Academic Theater [John Derbyshire]
Some great fireworks Wednesday morning on the Libet thread. First we got some worthy-but-dull quantitative stuff from Bill Banks (experimental psychologist) and Francesca Carota (neuroscientist).
Then John Jacobson (philosopher/information scientist) came up and described his work at creating an unbeatable rock-paper-scissors computer program, throwing out all sorts of witty and penetrating observations on free will, "folk volition" (i.e. what we rubes think volition is all about, as opposed to what it is really all about), and something called Pessimistic Indeterminism, which naturally I like the sound of.

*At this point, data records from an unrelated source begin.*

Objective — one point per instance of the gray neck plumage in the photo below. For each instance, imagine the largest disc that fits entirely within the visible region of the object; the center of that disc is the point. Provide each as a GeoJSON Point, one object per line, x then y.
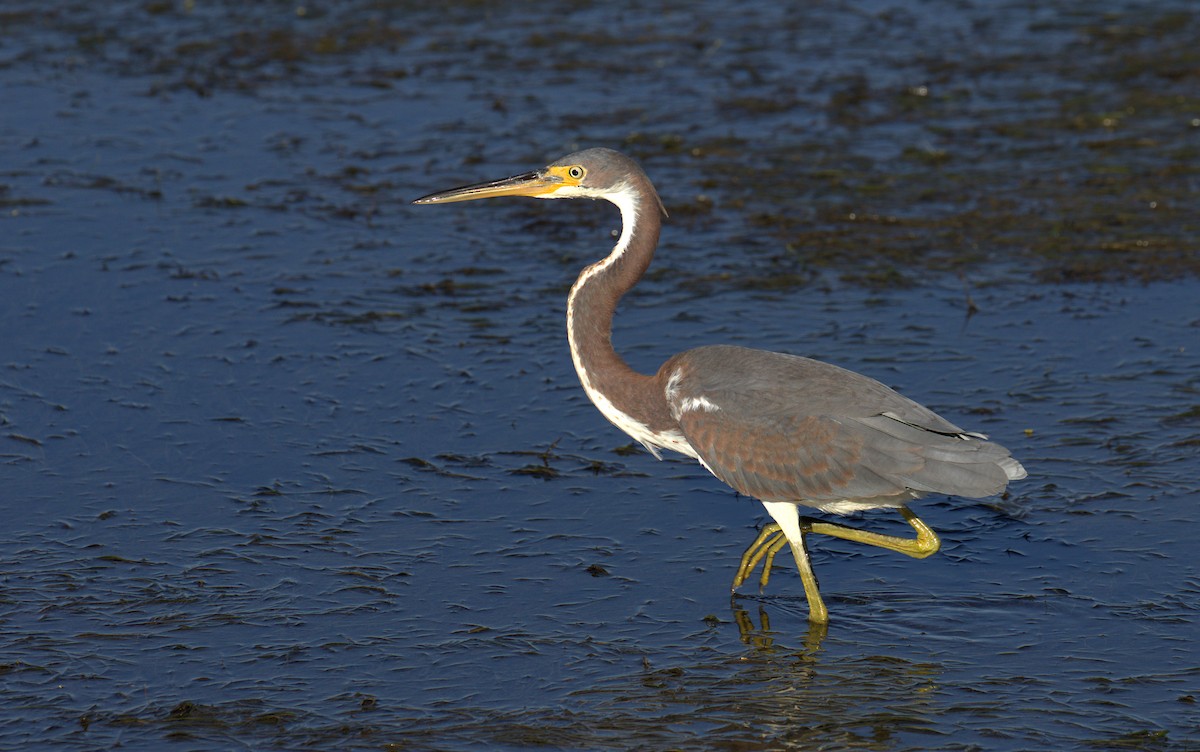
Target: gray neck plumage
{"type": "Point", "coordinates": [594, 296]}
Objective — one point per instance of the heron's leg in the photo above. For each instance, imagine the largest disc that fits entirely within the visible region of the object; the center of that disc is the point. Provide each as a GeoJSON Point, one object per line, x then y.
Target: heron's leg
{"type": "Point", "coordinates": [817, 611]}
{"type": "Point", "coordinates": [925, 543]}
{"type": "Point", "coordinates": [767, 539]}
{"type": "Point", "coordinates": [769, 542]}
{"type": "Point", "coordinates": [775, 546]}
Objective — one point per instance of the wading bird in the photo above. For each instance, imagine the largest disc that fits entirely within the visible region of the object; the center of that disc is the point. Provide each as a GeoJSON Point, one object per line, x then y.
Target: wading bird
{"type": "Point", "coordinates": [787, 431]}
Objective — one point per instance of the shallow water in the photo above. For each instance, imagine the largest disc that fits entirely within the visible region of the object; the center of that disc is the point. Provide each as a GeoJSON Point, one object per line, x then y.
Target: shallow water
{"type": "Point", "coordinates": [288, 463]}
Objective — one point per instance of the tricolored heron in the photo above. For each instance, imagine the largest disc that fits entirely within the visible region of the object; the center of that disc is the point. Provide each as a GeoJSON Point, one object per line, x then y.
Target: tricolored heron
{"type": "Point", "coordinates": [787, 431]}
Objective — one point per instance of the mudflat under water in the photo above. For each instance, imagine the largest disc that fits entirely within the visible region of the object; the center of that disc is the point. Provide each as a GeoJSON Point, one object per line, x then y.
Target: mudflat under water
{"type": "Point", "coordinates": [288, 463]}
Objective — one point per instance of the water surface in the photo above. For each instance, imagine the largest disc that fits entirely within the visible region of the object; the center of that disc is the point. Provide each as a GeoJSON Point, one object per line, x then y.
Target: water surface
{"type": "Point", "coordinates": [288, 463]}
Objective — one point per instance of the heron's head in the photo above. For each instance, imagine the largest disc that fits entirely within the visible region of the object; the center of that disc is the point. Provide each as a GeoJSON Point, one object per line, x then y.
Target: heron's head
{"type": "Point", "coordinates": [592, 173]}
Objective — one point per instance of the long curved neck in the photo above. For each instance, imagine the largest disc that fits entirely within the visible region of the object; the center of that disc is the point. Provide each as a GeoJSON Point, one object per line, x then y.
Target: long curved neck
{"type": "Point", "coordinates": [605, 375]}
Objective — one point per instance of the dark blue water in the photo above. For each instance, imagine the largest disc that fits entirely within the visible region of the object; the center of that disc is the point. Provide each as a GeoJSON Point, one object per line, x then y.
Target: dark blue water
{"type": "Point", "coordinates": [288, 463]}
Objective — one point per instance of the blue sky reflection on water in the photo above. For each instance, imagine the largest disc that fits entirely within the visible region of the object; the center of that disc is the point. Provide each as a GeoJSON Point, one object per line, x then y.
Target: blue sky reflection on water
{"type": "Point", "coordinates": [289, 463]}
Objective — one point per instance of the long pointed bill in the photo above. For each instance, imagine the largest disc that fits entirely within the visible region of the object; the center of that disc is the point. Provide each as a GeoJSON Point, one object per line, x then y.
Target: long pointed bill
{"type": "Point", "coordinates": [537, 182]}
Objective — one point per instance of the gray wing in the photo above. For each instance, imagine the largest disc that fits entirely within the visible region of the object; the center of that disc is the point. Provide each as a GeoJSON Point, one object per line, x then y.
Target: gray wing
{"type": "Point", "coordinates": [786, 428]}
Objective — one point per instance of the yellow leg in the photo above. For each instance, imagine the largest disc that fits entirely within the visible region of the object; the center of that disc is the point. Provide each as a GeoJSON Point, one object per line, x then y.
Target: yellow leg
{"type": "Point", "coordinates": [924, 545]}
{"type": "Point", "coordinates": [772, 540]}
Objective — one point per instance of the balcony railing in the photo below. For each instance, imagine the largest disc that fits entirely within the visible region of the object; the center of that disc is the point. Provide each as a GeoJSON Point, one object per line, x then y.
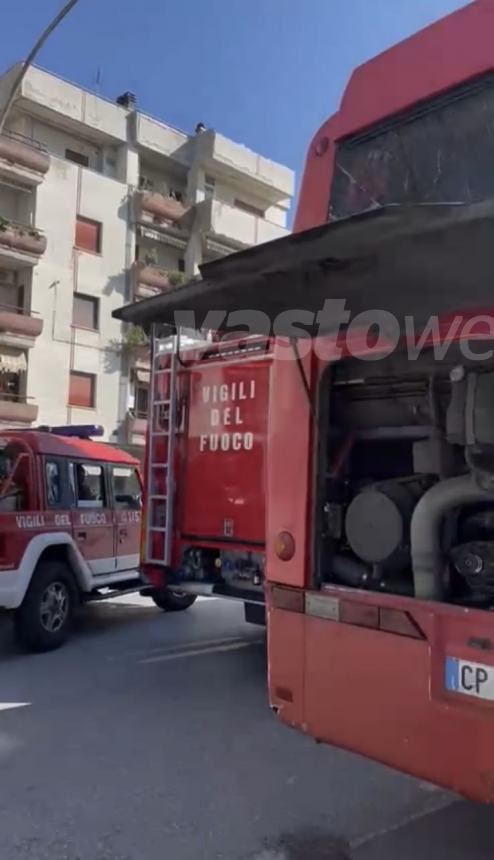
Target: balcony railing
{"type": "Point", "coordinates": [161, 207]}
{"type": "Point", "coordinates": [16, 409]}
{"type": "Point", "coordinates": [236, 226]}
{"type": "Point", "coordinates": [20, 237]}
{"type": "Point", "coordinates": [17, 321]}
{"type": "Point", "coordinates": [149, 278]}
{"type": "Point", "coordinates": [25, 151]}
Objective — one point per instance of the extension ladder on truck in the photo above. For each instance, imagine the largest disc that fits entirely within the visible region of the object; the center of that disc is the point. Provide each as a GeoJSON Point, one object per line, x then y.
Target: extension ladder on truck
{"type": "Point", "coordinates": [161, 442]}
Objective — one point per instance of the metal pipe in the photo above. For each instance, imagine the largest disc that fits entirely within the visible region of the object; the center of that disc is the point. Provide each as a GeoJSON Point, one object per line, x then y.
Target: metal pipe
{"type": "Point", "coordinates": [425, 535]}
{"type": "Point", "coordinates": [30, 59]}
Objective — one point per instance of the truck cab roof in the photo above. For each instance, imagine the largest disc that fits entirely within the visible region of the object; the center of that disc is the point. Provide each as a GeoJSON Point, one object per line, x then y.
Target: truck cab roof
{"type": "Point", "coordinates": [44, 442]}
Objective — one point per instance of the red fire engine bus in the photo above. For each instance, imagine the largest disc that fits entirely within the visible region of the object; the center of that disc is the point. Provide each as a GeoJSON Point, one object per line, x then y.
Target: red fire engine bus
{"type": "Point", "coordinates": [380, 469]}
{"type": "Point", "coordinates": [70, 518]}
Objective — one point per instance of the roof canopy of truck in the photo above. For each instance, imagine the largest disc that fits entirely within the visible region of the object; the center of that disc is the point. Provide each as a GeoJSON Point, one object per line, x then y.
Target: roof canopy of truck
{"type": "Point", "coordinates": [419, 261]}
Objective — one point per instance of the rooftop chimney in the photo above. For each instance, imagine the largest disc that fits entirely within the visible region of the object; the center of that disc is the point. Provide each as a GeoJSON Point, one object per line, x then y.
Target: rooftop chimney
{"type": "Point", "coordinates": [127, 100]}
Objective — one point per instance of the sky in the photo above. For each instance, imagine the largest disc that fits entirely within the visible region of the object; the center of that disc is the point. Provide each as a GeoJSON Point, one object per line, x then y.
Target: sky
{"type": "Point", "coordinates": [265, 73]}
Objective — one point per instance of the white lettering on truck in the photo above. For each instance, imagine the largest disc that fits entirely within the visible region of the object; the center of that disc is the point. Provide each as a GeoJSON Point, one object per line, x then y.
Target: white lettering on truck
{"type": "Point", "coordinates": [227, 416]}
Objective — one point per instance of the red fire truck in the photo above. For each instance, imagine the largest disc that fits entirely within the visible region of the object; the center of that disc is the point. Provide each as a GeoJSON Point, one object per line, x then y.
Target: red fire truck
{"type": "Point", "coordinates": [70, 517]}
{"type": "Point", "coordinates": [380, 437]}
{"type": "Point", "coordinates": [204, 522]}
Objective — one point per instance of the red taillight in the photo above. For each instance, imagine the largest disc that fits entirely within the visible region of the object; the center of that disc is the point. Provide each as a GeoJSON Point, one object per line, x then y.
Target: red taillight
{"type": "Point", "coordinates": [284, 546]}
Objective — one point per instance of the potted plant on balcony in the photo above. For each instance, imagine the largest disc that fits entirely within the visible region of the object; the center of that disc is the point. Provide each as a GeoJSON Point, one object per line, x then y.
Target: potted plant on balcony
{"type": "Point", "coordinates": [176, 279]}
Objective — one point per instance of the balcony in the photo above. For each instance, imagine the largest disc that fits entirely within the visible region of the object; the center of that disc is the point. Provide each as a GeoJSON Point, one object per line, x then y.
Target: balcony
{"type": "Point", "coordinates": [149, 279]}
{"type": "Point", "coordinates": [22, 158]}
{"type": "Point", "coordinates": [235, 227]}
{"type": "Point", "coordinates": [265, 178]}
{"type": "Point", "coordinates": [17, 328]}
{"type": "Point", "coordinates": [15, 410]}
{"type": "Point", "coordinates": [20, 245]}
{"type": "Point", "coordinates": [160, 210]}
{"type": "Point", "coordinates": [136, 428]}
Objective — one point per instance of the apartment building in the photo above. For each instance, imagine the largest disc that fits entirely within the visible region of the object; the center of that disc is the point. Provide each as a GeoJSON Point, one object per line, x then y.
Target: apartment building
{"type": "Point", "coordinates": [101, 205]}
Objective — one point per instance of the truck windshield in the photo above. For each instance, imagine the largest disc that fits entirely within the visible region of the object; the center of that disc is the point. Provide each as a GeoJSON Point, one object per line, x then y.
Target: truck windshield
{"type": "Point", "coordinates": [14, 476]}
{"type": "Point", "coordinates": [440, 152]}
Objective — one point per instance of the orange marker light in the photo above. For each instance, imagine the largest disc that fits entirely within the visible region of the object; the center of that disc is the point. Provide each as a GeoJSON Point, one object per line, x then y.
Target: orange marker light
{"type": "Point", "coordinates": [284, 546]}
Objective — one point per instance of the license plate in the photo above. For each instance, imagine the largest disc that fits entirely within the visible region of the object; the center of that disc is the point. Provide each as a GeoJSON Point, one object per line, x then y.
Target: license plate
{"type": "Point", "coordinates": [469, 679]}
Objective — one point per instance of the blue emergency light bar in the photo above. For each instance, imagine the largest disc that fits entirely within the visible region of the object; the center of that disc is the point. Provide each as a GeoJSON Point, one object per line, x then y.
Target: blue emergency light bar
{"type": "Point", "coordinates": [77, 431]}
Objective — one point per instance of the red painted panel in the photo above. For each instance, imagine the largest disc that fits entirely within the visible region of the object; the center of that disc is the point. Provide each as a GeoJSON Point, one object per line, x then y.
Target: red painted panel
{"type": "Point", "coordinates": [383, 695]}
{"type": "Point", "coordinates": [224, 468]}
{"type": "Point", "coordinates": [448, 53]}
{"type": "Point", "coordinates": [94, 534]}
{"type": "Point", "coordinates": [288, 464]}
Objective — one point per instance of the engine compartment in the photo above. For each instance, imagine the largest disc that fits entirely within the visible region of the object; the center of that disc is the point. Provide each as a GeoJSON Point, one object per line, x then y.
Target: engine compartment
{"type": "Point", "coordinates": [407, 476]}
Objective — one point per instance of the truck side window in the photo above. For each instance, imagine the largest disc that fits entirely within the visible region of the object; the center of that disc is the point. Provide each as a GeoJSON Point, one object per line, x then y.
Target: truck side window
{"type": "Point", "coordinates": [53, 483]}
{"type": "Point", "coordinates": [89, 485]}
{"type": "Point", "coordinates": [126, 487]}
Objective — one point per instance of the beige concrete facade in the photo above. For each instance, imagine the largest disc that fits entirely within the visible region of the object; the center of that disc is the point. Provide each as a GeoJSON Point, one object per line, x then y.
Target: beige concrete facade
{"type": "Point", "coordinates": [101, 205]}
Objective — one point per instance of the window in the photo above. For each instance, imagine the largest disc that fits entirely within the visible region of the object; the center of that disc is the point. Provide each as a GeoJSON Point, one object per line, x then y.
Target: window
{"type": "Point", "coordinates": [15, 477]}
{"type": "Point", "coordinates": [85, 312]}
{"type": "Point", "coordinates": [247, 207]}
{"type": "Point", "coordinates": [126, 487]}
{"type": "Point", "coordinates": [209, 187]}
{"type": "Point", "coordinates": [88, 485]}
{"type": "Point", "coordinates": [141, 401]}
{"type": "Point", "coordinates": [53, 484]}
{"type": "Point", "coordinates": [88, 235]}
{"type": "Point", "coordinates": [440, 151]}
{"type": "Point", "coordinates": [82, 389]}
{"type": "Point", "coordinates": [77, 157]}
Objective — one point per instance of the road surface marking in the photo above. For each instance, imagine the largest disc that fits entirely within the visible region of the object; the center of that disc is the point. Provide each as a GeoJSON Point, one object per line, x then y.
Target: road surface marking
{"type": "Point", "coordinates": [8, 706]}
{"type": "Point", "coordinates": [196, 652]}
{"type": "Point", "coordinates": [136, 601]}
{"type": "Point", "coordinates": [168, 648]}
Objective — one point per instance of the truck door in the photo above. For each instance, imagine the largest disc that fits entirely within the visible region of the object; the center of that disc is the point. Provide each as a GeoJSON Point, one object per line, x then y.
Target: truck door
{"type": "Point", "coordinates": [92, 517]}
{"type": "Point", "coordinates": [126, 493]}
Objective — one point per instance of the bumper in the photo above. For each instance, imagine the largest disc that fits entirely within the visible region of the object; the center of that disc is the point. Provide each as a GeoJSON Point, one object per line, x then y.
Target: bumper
{"type": "Point", "coordinates": [12, 589]}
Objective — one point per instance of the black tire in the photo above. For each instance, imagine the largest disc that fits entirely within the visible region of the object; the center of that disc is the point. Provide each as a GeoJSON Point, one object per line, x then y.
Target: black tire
{"type": "Point", "coordinates": [172, 601]}
{"type": "Point", "coordinates": [42, 622]}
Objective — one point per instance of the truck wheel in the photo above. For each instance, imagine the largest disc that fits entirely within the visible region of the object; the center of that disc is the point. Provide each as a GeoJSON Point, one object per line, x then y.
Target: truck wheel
{"type": "Point", "coordinates": [42, 622]}
{"type": "Point", "coordinates": [172, 601]}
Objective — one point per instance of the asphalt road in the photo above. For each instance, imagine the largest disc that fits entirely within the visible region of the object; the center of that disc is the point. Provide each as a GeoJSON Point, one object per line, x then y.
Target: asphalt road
{"type": "Point", "coordinates": [148, 737]}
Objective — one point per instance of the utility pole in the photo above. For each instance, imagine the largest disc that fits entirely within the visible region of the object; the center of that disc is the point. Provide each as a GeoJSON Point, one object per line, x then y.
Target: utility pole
{"type": "Point", "coordinates": [4, 112]}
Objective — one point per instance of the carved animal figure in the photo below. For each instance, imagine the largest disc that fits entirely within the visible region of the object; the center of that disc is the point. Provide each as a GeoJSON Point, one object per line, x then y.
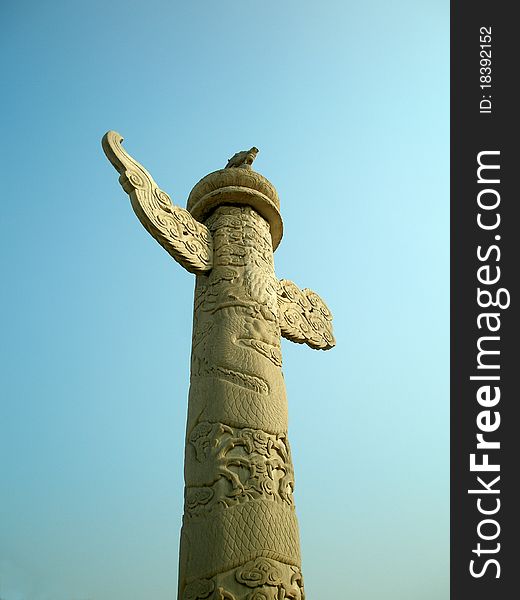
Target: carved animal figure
{"type": "Point", "coordinates": [239, 538]}
{"type": "Point", "coordinates": [243, 159]}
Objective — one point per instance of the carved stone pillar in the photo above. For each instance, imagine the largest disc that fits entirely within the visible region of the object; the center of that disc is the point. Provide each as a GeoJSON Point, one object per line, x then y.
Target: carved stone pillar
{"type": "Point", "coordinates": [239, 538]}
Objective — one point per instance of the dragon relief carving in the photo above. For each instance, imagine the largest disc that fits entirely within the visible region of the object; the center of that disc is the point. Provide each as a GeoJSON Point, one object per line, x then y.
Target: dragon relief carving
{"type": "Point", "coordinates": [244, 464]}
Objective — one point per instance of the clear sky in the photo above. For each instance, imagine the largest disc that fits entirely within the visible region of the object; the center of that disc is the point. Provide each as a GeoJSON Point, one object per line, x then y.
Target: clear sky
{"type": "Point", "coordinates": [348, 103]}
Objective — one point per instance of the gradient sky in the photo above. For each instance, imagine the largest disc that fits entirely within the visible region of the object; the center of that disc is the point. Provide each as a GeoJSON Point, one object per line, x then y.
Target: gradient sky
{"type": "Point", "coordinates": [348, 104]}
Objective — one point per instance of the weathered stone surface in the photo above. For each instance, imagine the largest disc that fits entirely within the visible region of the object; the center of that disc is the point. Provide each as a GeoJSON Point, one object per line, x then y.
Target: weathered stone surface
{"type": "Point", "coordinates": [239, 538]}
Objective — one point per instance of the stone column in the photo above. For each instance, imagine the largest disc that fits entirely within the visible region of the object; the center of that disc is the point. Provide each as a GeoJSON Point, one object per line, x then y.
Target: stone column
{"type": "Point", "coordinates": [240, 535]}
{"type": "Point", "coordinates": [239, 538]}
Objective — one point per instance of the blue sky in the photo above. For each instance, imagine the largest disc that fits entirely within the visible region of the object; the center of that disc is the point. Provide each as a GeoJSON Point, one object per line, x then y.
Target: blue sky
{"type": "Point", "coordinates": [348, 104]}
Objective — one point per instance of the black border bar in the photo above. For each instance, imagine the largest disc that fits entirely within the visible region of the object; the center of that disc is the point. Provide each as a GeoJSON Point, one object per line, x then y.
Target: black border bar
{"type": "Point", "coordinates": [485, 360]}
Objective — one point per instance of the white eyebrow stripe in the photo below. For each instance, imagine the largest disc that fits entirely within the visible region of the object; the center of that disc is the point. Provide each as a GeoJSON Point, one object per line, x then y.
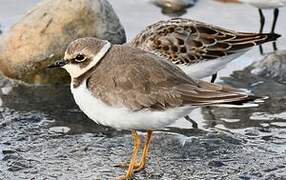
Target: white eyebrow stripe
{"type": "Point", "coordinates": [95, 60]}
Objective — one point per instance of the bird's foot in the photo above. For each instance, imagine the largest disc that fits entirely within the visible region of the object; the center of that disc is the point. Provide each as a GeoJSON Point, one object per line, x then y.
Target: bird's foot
{"type": "Point", "coordinates": [137, 166]}
{"type": "Point", "coordinates": [126, 165]}
{"type": "Point", "coordinates": [124, 177]}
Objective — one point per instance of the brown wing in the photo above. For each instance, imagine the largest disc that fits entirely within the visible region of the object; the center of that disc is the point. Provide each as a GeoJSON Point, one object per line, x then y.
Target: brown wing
{"type": "Point", "coordinates": [136, 79]}
{"type": "Point", "coordinates": [185, 41]}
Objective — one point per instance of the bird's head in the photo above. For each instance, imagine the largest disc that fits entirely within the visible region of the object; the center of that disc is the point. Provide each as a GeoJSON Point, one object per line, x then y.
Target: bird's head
{"type": "Point", "coordinates": [82, 55]}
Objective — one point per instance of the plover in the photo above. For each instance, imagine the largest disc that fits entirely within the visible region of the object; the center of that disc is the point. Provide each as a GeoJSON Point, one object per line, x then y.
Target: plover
{"type": "Point", "coordinates": [267, 4]}
{"type": "Point", "coordinates": [128, 88]}
{"type": "Point", "coordinates": [199, 49]}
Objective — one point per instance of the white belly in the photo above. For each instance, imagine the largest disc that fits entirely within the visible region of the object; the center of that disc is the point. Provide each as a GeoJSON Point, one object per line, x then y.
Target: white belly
{"type": "Point", "coordinates": [266, 4]}
{"type": "Point", "coordinates": [207, 68]}
{"type": "Point", "coordinates": [122, 118]}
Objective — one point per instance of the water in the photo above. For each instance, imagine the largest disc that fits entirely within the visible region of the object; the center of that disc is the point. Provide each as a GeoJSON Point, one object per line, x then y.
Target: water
{"type": "Point", "coordinates": [45, 136]}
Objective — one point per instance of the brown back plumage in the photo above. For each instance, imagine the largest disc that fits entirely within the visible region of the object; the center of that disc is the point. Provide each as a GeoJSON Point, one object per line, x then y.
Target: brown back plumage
{"type": "Point", "coordinates": [185, 41]}
{"type": "Point", "coordinates": [132, 78]}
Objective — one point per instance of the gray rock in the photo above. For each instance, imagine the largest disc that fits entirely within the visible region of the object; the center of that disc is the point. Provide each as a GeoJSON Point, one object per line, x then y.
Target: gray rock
{"type": "Point", "coordinates": [44, 32]}
{"type": "Point", "coordinates": [177, 7]}
{"type": "Point", "coordinates": [272, 66]}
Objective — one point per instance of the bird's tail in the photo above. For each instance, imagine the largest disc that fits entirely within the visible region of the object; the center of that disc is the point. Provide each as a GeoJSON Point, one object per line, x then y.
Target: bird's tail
{"type": "Point", "coordinates": [248, 40]}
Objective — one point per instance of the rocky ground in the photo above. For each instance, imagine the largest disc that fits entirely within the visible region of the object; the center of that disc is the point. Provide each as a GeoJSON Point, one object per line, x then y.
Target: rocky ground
{"type": "Point", "coordinates": [45, 136]}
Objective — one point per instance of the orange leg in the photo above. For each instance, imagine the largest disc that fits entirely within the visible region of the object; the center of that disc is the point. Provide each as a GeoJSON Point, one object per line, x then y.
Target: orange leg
{"type": "Point", "coordinates": [136, 139]}
{"type": "Point", "coordinates": [142, 163]}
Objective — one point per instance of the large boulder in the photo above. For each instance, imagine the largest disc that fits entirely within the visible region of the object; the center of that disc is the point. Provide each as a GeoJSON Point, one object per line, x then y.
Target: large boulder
{"type": "Point", "coordinates": [273, 66]}
{"type": "Point", "coordinates": [44, 32]}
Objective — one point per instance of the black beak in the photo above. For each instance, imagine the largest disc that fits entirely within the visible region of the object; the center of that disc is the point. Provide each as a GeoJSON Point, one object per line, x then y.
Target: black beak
{"type": "Point", "coordinates": [59, 63]}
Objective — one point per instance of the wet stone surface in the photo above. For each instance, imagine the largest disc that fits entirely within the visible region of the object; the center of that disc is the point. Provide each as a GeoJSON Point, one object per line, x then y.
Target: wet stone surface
{"type": "Point", "coordinates": [230, 144]}
{"type": "Point", "coordinates": [43, 135]}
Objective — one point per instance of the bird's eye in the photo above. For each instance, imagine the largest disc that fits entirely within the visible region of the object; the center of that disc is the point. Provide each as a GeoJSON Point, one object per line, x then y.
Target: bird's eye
{"type": "Point", "coordinates": [80, 58]}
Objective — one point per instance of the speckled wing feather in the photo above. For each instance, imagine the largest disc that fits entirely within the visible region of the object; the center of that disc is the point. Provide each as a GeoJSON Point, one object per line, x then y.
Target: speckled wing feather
{"type": "Point", "coordinates": [185, 41]}
{"type": "Point", "coordinates": [132, 78]}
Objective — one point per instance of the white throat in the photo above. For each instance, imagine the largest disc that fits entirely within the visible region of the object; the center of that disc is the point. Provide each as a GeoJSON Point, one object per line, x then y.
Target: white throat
{"type": "Point", "coordinates": [75, 71]}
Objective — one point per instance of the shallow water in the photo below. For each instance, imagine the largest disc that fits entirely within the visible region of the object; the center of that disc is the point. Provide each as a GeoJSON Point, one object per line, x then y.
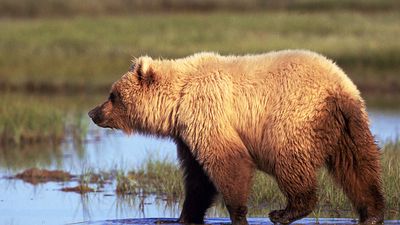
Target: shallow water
{"type": "Point", "coordinates": [252, 221]}
{"type": "Point", "coordinates": [23, 203]}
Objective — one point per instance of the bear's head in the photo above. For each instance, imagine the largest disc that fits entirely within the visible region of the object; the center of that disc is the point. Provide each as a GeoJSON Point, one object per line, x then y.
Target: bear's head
{"type": "Point", "coordinates": [128, 105]}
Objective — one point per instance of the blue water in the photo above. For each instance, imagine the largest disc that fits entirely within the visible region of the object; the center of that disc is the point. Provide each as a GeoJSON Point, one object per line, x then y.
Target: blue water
{"type": "Point", "coordinates": [23, 203]}
{"type": "Point", "coordinates": [215, 221]}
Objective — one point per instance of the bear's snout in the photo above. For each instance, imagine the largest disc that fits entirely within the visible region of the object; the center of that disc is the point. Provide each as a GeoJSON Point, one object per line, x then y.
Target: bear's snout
{"type": "Point", "coordinates": [96, 115]}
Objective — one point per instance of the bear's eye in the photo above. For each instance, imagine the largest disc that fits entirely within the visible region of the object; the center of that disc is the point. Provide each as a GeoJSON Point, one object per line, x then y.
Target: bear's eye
{"type": "Point", "coordinates": [132, 67]}
{"type": "Point", "coordinates": [112, 97]}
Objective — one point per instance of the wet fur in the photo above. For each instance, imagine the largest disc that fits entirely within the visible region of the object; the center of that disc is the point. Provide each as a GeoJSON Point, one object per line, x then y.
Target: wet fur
{"type": "Point", "coordinates": [286, 113]}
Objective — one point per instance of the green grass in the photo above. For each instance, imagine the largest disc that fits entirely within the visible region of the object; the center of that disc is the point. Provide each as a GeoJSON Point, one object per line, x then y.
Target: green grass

He declared his aim as being "to explain free will without exotic physics."
Which may not be easy. Physicist Daniel Sheehan (University of San Diego) gave us a physicist's account of the nature of time. Down at the quantum level, things get radically weird, we all know that. The issue here this morning was: Do brain processes partake of the weirdness?
Sheehan believes they do. He offered some arguments from physics, and some experimental results. Most startling of the latter were experiments that seemed to show presentiment. In brief: You show your suspect a blank screen. Then you randomly display a picture, either an "emotional" one, that will evoke a strong neuro-response (e.g. naked woman) or a "calm" one (e.g. seascape). Then you quickly go back to the blank screen. You are monitoring neural reactions all the time. The "emotional" pictures show a strong reaction after they are shown, of course; but they seem to show a measurably stronger reaction before being show, too.
It's possible to explain this via known quantum effects. You just have to drop some common-sense assumptions about time and causation! Sheehan argued that the explanatory power you get by bringing quantum weirdness into biology makes it worthwhile.
This "retrocausation" is very startling when you see the numbers and graphs on-screen. I thought I felt a cold breeze as the shade of J.B. Rhine flitted through the hall. (One questioner from the floor actually mentioned psychokinesis. Uh-oh.)
Then Susan Pockett of the University of Auckland (in New Zealand) came up. I don't know what it is about the antipodes, but New Zealanders and Australians seem determined to live up to their stereotype as down-to-earth, no-nonsense practical types. J.J.C. Smart, founder of "Australian Materialism," illustrates the point. This is a particularly strict style of materialism (more properly "physicalism" in today's jargon). Beliefs, desires, intentions … material, material, material, says Smart. Read his riposte to Galen Strawson in the latter's 2006 book.
In any case, Susan — a stocky, feisty-looking woman who looked quite capable of knocking down anyone who disagreed with her — poured cold water on all that had gone before. She doubted Libet's famous results, saying he'd made unjustifiable assumptions. She pooh-poohed Sheehan's quantum weirdness, arguing that there were less-strange explanations for the phenomena. She scoffed at the "presentiment" experiment, mocking its statistics (justifiably, it seemed to me).
In questions afterwards, Susan didn't give an inch. Some academic tag-wrestling broke out. ("Didn't X counter Y's criticisms?" "Yes, but then Z pointed out that …" etc., etc.) Great theater, though all very collegial and good-humored. This is what we come to academic conferences for. I love this stuff. More shortly.